En tercer lugar, el desarrollo de la consciencia puede ser descrito en términos de las transformaciones que se producen en la relación recíproca entre los centros de la consciencia y el inconsciente. A partir de 1959, Neumann (1963) llamó a esta relación eje ego−sí-mismo [Ich-Selbst-Achse], que aparece “como fenómeno ´interno´ fundamental de la psique [...] Hablamos de la relación entre el ego y el sí-mismo, crucialmente importante para el desarrollo y el funcionamiento sano del psiquismo, como eje ego−sí-mismo” (pp. 20-22).
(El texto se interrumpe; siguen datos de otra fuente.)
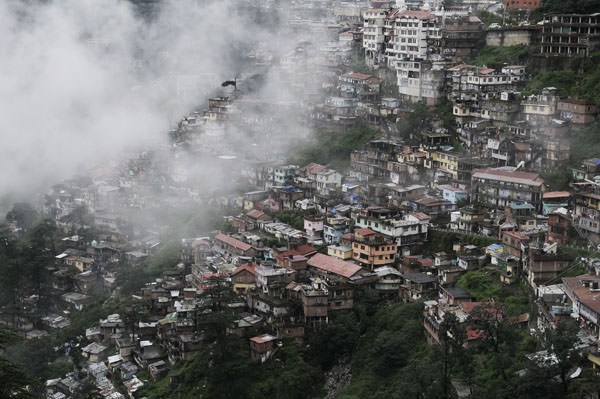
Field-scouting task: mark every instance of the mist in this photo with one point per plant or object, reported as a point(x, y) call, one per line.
point(83, 81)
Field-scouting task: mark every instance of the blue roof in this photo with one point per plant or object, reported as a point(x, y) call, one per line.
point(524, 205)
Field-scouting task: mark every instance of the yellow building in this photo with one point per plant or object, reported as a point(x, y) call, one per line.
point(84, 264)
point(244, 278)
point(372, 250)
point(340, 252)
point(446, 162)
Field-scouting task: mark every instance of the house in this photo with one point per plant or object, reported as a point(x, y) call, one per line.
point(432, 206)
point(128, 370)
point(544, 265)
point(418, 286)
point(340, 251)
point(558, 226)
point(148, 353)
point(454, 194)
point(389, 280)
point(331, 267)
point(470, 219)
point(94, 351)
point(244, 277)
point(500, 187)
point(454, 295)
point(313, 226)
point(77, 300)
point(515, 244)
point(372, 249)
point(234, 246)
point(334, 228)
point(584, 294)
point(555, 199)
point(315, 302)
point(579, 112)
point(522, 214)
point(570, 35)
point(328, 180)
point(262, 347)
point(158, 369)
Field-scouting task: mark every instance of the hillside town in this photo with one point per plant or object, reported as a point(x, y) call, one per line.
point(448, 199)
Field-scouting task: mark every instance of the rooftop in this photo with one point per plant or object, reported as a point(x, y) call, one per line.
point(334, 265)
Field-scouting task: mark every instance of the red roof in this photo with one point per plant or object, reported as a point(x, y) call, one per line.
point(416, 14)
point(334, 265)
point(246, 266)
point(420, 215)
point(556, 194)
point(468, 307)
point(516, 235)
point(233, 242)
point(356, 75)
point(474, 334)
point(305, 250)
point(255, 213)
point(507, 175)
point(364, 232)
point(314, 168)
point(428, 201)
point(261, 339)
point(285, 254)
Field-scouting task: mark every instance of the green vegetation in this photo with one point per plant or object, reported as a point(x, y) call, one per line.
point(489, 18)
point(438, 241)
point(568, 7)
point(557, 180)
point(13, 380)
point(582, 82)
point(485, 284)
point(392, 358)
point(333, 148)
point(585, 143)
point(293, 218)
point(358, 63)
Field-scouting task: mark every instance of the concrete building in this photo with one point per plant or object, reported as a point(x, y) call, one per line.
point(497, 188)
point(570, 35)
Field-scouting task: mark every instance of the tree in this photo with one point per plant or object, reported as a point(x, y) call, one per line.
point(560, 342)
point(23, 214)
point(452, 338)
point(14, 382)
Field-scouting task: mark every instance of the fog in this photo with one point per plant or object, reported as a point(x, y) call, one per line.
point(82, 81)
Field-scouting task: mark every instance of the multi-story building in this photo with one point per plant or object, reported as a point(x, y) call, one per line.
point(586, 218)
point(579, 112)
point(522, 4)
point(408, 232)
point(570, 35)
point(283, 175)
point(558, 226)
point(499, 187)
point(376, 34)
point(582, 292)
point(540, 109)
point(372, 249)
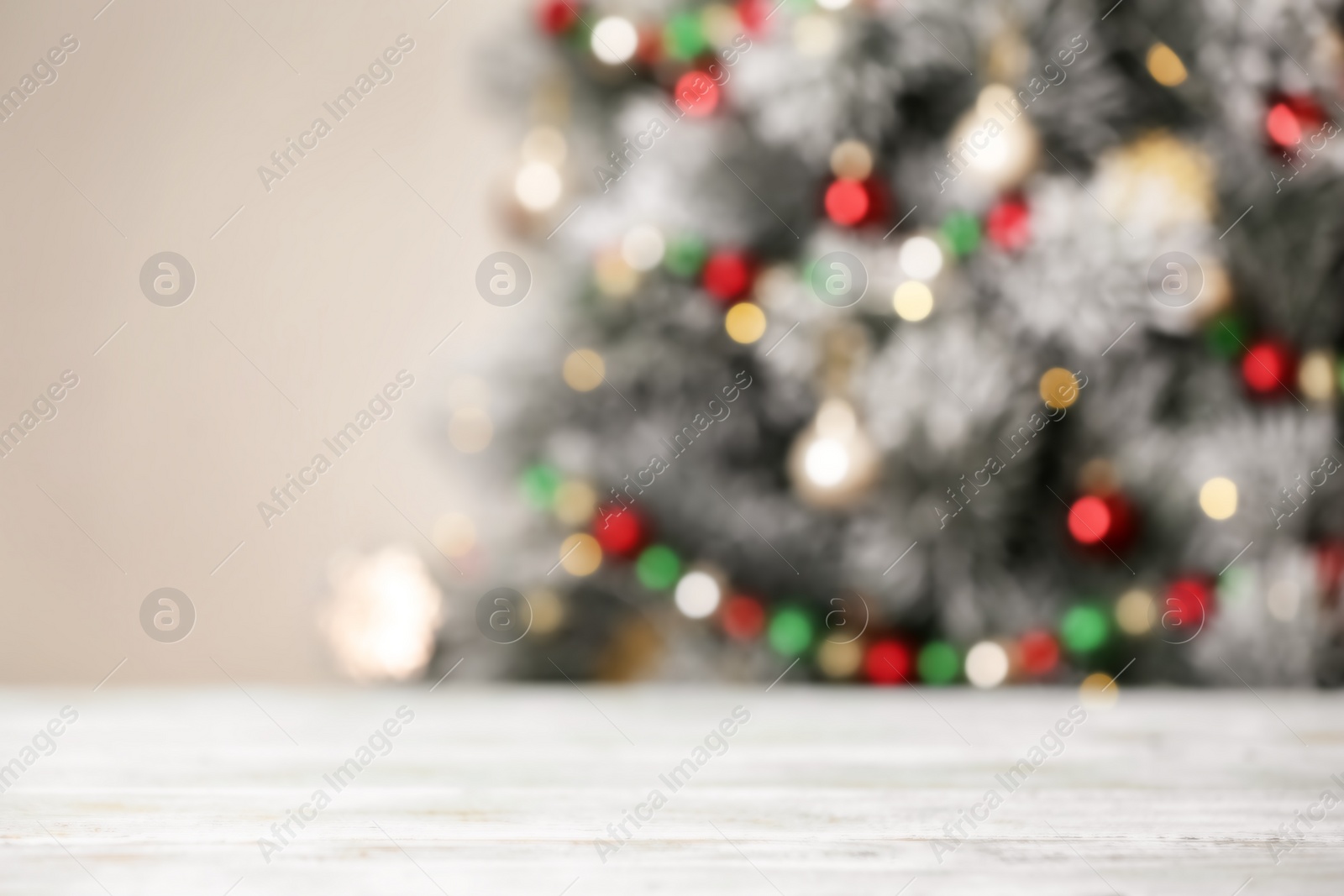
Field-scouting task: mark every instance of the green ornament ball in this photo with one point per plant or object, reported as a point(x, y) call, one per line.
point(961, 233)
point(1084, 629)
point(685, 255)
point(938, 663)
point(683, 38)
point(539, 484)
point(790, 631)
point(1226, 336)
point(658, 567)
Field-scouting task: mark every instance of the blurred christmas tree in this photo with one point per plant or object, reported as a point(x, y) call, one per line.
point(932, 342)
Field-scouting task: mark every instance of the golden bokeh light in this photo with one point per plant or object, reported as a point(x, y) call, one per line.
point(853, 160)
point(1316, 375)
point(1136, 611)
point(454, 535)
point(1218, 497)
point(575, 503)
point(470, 429)
point(548, 610)
point(913, 301)
point(1166, 66)
point(839, 660)
point(584, 369)
point(613, 275)
point(544, 144)
point(1058, 387)
point(581, 553)
point(745, 322)
point(1099, 691)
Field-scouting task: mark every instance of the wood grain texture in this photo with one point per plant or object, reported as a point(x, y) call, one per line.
point(822, 792)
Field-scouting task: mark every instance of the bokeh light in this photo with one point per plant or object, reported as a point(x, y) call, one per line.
point(1058, 389)
point(537, 186)
point(987, 665)
point(580, 553)
point(920, 258)
point(1218, 497)
point(913, 301)
point(853, 160)
point(745, 322)
point(698, 594)
point(1166, 66)
point(1136, 611)
point(615, 40)
point(470, 429)
point(1084, 629)
point(383, 614)
point(790, 631)
point(584, 369)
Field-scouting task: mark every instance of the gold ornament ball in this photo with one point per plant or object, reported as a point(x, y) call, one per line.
point(581, 553)
point(839, 660)
point(913, 301)
point(584, 369)
point(851, 160)
point(1136, 611)
point(575, 501)
point(1316, 375)
point(1058, 387)
point(745, 322)
point(1218, 497)
point(1166, 66)
point(470, 430)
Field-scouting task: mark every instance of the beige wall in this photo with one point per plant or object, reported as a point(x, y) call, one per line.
point(329, 284)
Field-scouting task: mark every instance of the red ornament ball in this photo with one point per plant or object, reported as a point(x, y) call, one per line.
point(696, 94)
point(1089, 520)
point(1008, 224)
point(727, 275)
point(617, 530)
point(1189, 604)
point(887, 663)
point(753, 15)
point(1294, 117)
point(555, 16)
point(1330, 569)
point(847, 202)
point(1039, 652)
point(1265, 367)
point(743, 617)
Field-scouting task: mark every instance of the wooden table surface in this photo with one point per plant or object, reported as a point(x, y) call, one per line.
point(823, 790)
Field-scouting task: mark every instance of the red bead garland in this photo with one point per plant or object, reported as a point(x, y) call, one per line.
point(1189, 604)
point(847, 202)
point(1294, 117)
point(696, 94)
point(743, 617)
point(727, 275)
point(1039, 652)
point(1008, 224)
point(617, 530)
point(887, 663)
point(555, 16)
point(1267, 365)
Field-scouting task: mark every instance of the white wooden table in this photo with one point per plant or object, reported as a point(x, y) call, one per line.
point(823, 792)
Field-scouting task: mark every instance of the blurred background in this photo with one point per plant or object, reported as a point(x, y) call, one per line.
point(308, 298)
point(860, 342)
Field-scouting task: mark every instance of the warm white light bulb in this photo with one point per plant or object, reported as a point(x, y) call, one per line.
point(987, 665)
point(615, 40)
point(698, 595)
point(827, 463)
point(537, 186)
point(921, 258)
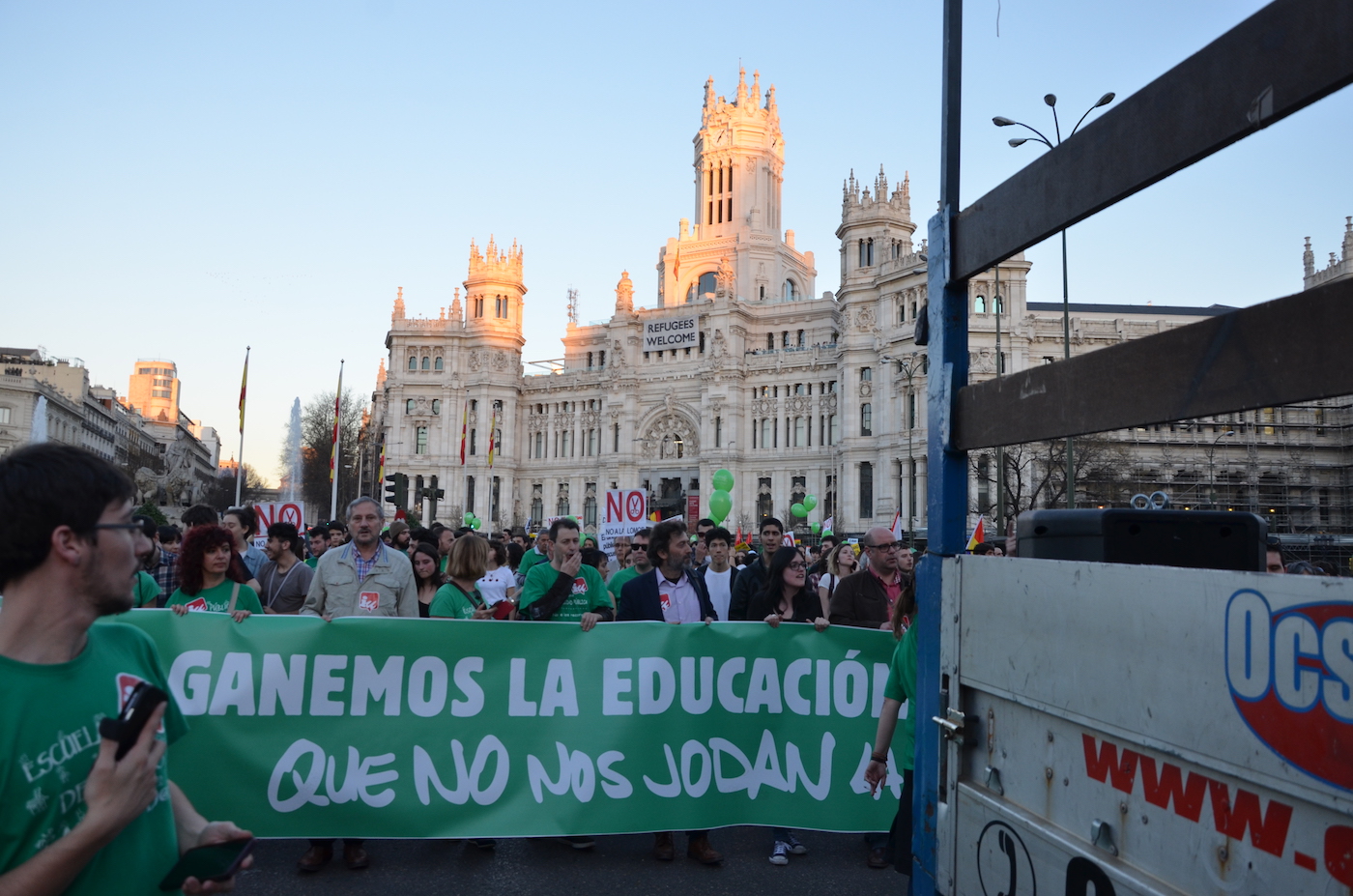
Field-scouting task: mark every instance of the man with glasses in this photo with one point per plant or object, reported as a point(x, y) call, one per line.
point(76, 819)
point(866, 598)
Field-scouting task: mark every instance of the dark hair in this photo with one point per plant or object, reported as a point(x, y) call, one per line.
point(805, 602)
point(46, 486)
point(284, 533)
point(422, 547)
point(662, 537)
point(561, 523)
point(247, 519)
point(199, 514)
point(199, 540)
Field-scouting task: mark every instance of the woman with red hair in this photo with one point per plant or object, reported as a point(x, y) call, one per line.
point(205, 577)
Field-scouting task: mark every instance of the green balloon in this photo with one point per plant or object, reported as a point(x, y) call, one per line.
point(720, 504)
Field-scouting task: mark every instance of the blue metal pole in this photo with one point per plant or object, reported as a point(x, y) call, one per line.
point(947, 490)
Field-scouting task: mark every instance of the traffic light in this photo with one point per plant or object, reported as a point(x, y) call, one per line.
point(435, 494)
point(396, 492)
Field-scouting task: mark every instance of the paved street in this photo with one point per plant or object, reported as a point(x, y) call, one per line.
point(621, 864)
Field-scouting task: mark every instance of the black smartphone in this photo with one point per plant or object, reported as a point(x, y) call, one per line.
point(128, 726)
point(213, 862)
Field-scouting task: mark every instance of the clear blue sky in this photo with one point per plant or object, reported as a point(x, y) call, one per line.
point(183, 179)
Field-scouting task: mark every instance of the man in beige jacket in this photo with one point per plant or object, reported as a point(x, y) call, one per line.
point(360, 578)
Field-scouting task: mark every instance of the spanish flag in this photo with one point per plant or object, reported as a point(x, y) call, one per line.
point(244, 388)
point(978, 534)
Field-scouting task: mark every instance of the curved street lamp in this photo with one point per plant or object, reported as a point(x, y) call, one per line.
point(1000, 121)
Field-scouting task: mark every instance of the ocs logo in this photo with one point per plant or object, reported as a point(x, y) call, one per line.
point(1291, 679)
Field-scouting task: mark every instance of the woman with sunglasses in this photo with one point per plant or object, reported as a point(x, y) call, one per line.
point(788, 598)
point(207, 578)
point(841, 562)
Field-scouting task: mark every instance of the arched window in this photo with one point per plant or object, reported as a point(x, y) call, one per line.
point(701, 288)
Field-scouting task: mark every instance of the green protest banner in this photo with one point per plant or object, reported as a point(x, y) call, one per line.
point(455, 729)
Este eje es tan relevante, en términos evolutivos, porque representa el “lugar” en el cual se generan numerosos procesos internos tanto entre el inconsciente y el centro de la totalidad psíquica −el sí-mismo− como entre la consciencia y su propio centro −el ego−.
Los procesos de interacción entre los dos sistemas psicológicos de la consciencia y del inconsciente y entre sus dos respectivos centros también transcurren en el contexto del eje ego−sí-mismo; pueden, incluso, ser descritos metafóricamente como alejamientos o acercamientos entre los dos polos del eje, una idea que, años más tarde, utilizará Edinger en sus elaboraciones teóricas. El eje ego−sí-mismo es el fundamento de la tendencia de la personalidad hacia la mantención de su equilibrio por medio de actividades regulatorias de compensación.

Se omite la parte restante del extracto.